Der Skandal für die Schöpfungsgläubigen liegt darin, daß sich in der natürlichen Evolution das Höhere (Komplexere) aus dem Niedrigeren (Einfacheren) entwickelt hat. Die Schöpfung dagegen steht, nach allem, was man darüber so hört, unter Gott; Gott hat etwas geschaffen, das weniger wertvoll als er selbst ist - keine Kunst, sozusagen, von allen Mängeln der Schöpfung ganz abgesehen. Daß Gott den Menschen schaffen konnte, ist also kaum verwunderlich, ist er uns doch in allen Belangen unendlich überlegen. Aber daß auch die Affen dazu in der Lage waren, obwohl sie so viel weniger brilliant sind als wir, das ist schon erstaunlich und stellt ihre Leistung über die Gottes. Im Unterschied zu Gott wächst die Natur ständig über sich hinaus.

Auch im Unterschied zu mir. Das Einzelwesen wird bekanntlich schwach und stirbt und all seine Pläne führen ins Nichts.
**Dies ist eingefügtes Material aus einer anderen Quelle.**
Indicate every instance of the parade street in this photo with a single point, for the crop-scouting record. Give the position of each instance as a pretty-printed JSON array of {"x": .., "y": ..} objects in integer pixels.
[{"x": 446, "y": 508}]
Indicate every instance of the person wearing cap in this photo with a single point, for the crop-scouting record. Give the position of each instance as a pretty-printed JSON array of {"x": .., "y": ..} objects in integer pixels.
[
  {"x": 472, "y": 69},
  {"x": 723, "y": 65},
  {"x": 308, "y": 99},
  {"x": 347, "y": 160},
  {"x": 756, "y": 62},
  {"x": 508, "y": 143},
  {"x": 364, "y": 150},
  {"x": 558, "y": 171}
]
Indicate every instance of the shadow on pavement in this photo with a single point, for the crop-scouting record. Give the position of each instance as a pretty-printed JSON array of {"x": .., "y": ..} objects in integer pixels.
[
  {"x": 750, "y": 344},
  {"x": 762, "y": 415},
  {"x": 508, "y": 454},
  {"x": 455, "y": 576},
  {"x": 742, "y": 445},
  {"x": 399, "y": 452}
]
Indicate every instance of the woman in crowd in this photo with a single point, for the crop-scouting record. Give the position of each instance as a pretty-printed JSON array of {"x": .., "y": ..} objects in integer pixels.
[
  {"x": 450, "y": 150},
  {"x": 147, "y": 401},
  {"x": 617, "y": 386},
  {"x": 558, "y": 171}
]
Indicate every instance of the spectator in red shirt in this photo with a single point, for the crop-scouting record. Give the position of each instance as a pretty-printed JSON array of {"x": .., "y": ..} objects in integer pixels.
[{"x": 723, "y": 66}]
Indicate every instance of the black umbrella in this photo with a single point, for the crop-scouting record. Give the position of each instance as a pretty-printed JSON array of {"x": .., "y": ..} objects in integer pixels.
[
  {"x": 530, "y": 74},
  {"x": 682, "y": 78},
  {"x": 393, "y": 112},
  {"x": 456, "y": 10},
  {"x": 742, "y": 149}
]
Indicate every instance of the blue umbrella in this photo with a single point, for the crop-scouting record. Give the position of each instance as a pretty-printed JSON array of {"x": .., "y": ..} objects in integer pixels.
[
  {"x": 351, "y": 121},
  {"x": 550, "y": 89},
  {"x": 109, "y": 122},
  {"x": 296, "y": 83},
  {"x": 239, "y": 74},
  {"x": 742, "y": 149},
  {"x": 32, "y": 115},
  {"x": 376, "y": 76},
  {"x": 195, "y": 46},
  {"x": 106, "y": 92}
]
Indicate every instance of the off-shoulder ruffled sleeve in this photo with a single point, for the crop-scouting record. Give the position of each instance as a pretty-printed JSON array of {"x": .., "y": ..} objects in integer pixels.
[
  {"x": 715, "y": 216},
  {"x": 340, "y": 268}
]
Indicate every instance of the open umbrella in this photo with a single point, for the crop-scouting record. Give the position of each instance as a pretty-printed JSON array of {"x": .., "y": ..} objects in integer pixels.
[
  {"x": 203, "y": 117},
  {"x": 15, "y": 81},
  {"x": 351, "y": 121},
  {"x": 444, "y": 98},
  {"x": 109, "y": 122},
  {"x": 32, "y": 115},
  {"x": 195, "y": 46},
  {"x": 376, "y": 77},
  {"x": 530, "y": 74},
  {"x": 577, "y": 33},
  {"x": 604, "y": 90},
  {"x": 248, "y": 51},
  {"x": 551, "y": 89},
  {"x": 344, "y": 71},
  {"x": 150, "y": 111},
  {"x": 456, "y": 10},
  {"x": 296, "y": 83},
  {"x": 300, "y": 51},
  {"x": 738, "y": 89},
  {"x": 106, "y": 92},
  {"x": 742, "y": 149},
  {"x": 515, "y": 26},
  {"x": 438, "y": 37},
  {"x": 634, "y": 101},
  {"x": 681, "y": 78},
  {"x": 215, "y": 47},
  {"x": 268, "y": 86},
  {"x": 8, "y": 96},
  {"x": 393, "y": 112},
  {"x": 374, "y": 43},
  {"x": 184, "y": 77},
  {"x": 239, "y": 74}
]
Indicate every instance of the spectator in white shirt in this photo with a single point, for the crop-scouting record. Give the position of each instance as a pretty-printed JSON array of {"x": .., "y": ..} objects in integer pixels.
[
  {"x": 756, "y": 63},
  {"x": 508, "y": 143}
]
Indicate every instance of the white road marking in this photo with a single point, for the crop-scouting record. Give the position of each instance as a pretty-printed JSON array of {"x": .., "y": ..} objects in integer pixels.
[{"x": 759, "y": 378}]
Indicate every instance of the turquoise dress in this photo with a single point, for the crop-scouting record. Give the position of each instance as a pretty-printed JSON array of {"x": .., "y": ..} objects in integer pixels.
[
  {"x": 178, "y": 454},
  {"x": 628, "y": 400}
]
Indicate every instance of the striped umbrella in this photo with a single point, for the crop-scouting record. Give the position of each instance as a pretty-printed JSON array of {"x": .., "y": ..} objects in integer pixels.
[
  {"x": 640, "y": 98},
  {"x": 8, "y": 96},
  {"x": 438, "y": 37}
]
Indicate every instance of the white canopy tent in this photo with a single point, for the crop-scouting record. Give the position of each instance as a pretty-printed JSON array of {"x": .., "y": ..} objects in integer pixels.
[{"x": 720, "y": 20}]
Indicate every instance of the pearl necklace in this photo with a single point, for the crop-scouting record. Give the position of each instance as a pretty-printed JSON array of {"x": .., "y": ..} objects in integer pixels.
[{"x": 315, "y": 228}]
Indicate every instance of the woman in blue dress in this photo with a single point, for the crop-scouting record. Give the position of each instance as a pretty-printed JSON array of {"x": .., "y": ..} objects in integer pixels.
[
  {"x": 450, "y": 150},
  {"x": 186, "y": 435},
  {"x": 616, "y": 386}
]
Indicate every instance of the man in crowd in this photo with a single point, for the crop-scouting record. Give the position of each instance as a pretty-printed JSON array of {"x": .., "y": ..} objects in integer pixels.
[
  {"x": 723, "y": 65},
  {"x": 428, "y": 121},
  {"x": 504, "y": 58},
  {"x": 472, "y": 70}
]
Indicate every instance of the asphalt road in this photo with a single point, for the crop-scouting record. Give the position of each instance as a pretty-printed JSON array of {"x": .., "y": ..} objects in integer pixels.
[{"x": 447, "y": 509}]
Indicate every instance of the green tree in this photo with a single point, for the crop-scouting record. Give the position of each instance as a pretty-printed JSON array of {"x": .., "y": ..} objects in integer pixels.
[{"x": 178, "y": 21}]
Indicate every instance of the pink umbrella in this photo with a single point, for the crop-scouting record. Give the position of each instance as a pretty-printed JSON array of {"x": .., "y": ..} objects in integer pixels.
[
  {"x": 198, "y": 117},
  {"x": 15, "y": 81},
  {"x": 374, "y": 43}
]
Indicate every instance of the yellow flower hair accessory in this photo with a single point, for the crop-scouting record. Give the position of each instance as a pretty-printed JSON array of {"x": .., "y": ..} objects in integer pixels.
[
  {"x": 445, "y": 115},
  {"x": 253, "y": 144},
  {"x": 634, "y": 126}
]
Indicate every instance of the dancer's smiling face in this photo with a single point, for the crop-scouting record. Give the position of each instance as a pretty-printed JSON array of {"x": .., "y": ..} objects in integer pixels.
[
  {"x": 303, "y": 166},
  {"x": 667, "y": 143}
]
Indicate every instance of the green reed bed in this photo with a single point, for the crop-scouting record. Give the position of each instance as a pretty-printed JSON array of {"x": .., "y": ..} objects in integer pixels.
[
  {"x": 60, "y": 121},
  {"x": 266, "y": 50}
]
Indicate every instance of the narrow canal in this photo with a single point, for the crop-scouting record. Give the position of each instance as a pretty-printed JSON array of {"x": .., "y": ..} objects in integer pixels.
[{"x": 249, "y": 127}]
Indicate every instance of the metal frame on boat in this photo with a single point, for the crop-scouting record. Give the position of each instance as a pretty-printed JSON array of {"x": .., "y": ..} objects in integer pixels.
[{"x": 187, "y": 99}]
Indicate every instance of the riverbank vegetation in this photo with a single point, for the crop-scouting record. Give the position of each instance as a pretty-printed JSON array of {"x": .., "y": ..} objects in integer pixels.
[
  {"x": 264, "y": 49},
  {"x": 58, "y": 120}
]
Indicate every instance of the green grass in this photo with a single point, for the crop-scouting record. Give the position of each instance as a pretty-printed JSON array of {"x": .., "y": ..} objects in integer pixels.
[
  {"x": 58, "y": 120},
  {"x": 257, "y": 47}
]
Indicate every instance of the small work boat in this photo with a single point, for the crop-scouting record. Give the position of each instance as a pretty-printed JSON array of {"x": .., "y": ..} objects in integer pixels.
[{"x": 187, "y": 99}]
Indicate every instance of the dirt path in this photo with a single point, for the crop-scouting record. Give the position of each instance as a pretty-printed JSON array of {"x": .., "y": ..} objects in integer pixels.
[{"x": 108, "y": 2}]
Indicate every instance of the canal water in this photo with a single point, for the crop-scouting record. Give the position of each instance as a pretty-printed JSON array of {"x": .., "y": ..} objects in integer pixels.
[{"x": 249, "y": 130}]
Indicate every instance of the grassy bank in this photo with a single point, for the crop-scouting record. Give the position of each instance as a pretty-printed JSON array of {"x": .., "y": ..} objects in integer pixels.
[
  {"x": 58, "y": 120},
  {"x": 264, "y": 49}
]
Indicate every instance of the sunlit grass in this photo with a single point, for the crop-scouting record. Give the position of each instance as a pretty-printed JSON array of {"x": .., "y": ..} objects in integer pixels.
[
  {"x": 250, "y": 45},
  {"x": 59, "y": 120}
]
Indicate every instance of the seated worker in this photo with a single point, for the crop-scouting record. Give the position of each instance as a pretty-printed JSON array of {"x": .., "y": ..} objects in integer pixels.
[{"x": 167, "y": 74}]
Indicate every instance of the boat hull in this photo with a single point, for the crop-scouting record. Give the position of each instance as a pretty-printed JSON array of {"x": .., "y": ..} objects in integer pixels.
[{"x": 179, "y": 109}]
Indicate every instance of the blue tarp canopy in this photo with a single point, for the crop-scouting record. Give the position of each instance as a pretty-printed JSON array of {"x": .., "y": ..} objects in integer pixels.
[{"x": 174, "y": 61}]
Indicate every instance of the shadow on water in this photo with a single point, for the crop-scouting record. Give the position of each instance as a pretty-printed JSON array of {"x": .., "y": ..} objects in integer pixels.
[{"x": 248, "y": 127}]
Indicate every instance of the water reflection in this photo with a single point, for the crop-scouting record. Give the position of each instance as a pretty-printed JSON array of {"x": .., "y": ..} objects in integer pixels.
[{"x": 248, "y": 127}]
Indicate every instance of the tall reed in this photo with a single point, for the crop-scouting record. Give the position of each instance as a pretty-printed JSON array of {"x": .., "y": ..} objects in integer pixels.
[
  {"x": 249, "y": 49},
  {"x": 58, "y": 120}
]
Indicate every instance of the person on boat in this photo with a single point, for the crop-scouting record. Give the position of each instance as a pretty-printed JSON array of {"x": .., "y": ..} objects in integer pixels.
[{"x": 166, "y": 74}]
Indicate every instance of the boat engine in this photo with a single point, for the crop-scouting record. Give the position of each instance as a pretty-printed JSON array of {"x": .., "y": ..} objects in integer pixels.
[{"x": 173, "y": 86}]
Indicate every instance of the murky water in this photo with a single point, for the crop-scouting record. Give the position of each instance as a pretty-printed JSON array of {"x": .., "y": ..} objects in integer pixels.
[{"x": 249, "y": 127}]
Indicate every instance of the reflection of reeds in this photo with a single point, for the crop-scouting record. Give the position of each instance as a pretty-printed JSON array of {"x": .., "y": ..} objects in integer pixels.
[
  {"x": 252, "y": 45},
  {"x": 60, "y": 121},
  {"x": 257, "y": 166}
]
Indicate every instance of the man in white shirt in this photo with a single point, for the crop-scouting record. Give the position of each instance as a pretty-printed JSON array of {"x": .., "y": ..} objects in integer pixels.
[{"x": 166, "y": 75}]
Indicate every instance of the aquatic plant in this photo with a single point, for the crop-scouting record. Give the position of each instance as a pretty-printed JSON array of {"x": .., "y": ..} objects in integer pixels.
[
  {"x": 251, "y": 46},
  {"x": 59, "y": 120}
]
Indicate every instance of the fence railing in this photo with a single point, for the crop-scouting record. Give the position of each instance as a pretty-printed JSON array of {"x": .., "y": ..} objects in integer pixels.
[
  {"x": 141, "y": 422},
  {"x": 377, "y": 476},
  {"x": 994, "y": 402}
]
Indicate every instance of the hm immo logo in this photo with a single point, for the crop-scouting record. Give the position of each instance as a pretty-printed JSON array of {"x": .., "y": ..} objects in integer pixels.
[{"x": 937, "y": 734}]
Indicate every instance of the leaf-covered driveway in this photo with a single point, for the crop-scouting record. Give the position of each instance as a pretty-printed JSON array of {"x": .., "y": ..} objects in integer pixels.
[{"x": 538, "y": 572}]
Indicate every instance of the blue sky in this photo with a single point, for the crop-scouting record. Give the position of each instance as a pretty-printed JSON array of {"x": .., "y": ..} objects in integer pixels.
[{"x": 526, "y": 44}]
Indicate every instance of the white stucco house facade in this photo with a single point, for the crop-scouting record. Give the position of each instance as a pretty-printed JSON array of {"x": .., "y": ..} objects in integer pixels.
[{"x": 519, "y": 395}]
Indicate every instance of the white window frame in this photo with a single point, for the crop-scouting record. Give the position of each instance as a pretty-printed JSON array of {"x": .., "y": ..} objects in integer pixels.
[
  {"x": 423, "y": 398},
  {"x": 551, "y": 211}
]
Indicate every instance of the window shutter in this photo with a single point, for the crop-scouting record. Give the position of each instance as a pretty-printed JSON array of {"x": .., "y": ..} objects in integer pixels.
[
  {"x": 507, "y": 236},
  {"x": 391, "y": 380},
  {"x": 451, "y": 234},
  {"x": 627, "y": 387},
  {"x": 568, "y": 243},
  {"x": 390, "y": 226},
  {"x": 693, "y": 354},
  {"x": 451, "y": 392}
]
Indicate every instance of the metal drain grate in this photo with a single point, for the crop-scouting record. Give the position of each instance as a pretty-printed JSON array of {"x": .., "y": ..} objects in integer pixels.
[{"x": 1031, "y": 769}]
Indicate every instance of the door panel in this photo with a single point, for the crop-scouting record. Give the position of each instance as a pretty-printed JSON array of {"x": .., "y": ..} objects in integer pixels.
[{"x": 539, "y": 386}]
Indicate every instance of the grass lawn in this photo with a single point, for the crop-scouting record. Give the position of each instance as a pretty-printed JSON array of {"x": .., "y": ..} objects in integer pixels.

An dieser Stelle der Schöpfung behält der Schöpfungsmythos seine Bedeutung:
Zitat von F. A. Graf
Die beiden Schöpfungserzählungen im ersten Buch Mose sind oft buchstäblich als Weltentstehungsberichte gelesen worden. Aber es geht um anderes. Martin Luther hat im "Kleinen Katechismus" den ersten Artikel des christlichen Glaubensbekenntnisses existentialistisch gedeutet: "Ich glaube, dass Gott mich geschaffen hat . . ."
Kein Mensch hat sich selbst das Leben gegeben. Wir alle leben von Voraussetzungen, die uns nicht zur Verfügung stehen. Schöpfungsglaube ist ein Medium intensivierter Selbstreflexion des Menschen. Wer den Unterschied von Schöpfer und vornehmstem Geschöpf kennt, kann seine Endlichkeit konstruktiv annehmen und den Lebensmoment ernst nehmen, auskosten.
Nur politisch ist aus solcher Selbstreflexion nichts Autoritäres mehr herauszuholen, und da zwickt es anscheinend die Kreationisten:
Zitat von F. A. Graf
Wer eine Institution als vom Schöpfer selbst gestiftet deutet, will sie der Verfügung des Menschen entziehen. Und wer sich Schöpfungssprache erfolgreich zu eigen macht und seine Schöpfungssicht durchsetzt, verfügt über religiös-politische Deutungsmacht.
Die aktuellen Auseinandersetzungen um den modernen Kreationismus lassen sich nur mit Blick auf den fundamentalpolitischen Gehalt religiöser Schöpfungssprache angemessen deuten.
[...]
In entschiedener Politisierung setzten die amerikanischen Fundamentalisten seit den 1970er Jahren nun umgekehrt darauf, über die Grenzen des eigenen Milieus hinaus antiliberale Zweckbündnisse von Kräften zu schmieden, die die freiheitsdienliche Entkoppelung von Religion und Politik als Wertverlust und verunsichernden Relativismus erfuhren.
Das Problem liegt hierbei darin, daß diese Entkopplung heute immer weniger der Freiheit dient, sondern dem Staat (der säkularistischen Linken) den Platz gibt, eine neue Zivilreligion zu entwickeln, die nicht weniger autoritär als die hergebrachten Jenseitsreligionen ist. Die Religionsgemeinschaften, je fundamentalistischer, desto mehr, bilden dagegen eine der wichtigsten Widerstandsressourcen der Gesellschaft gegen den neuen "weichen" Totalitarismus - und wenn sie nur für ihr Recht auf Homophobie kämpfen.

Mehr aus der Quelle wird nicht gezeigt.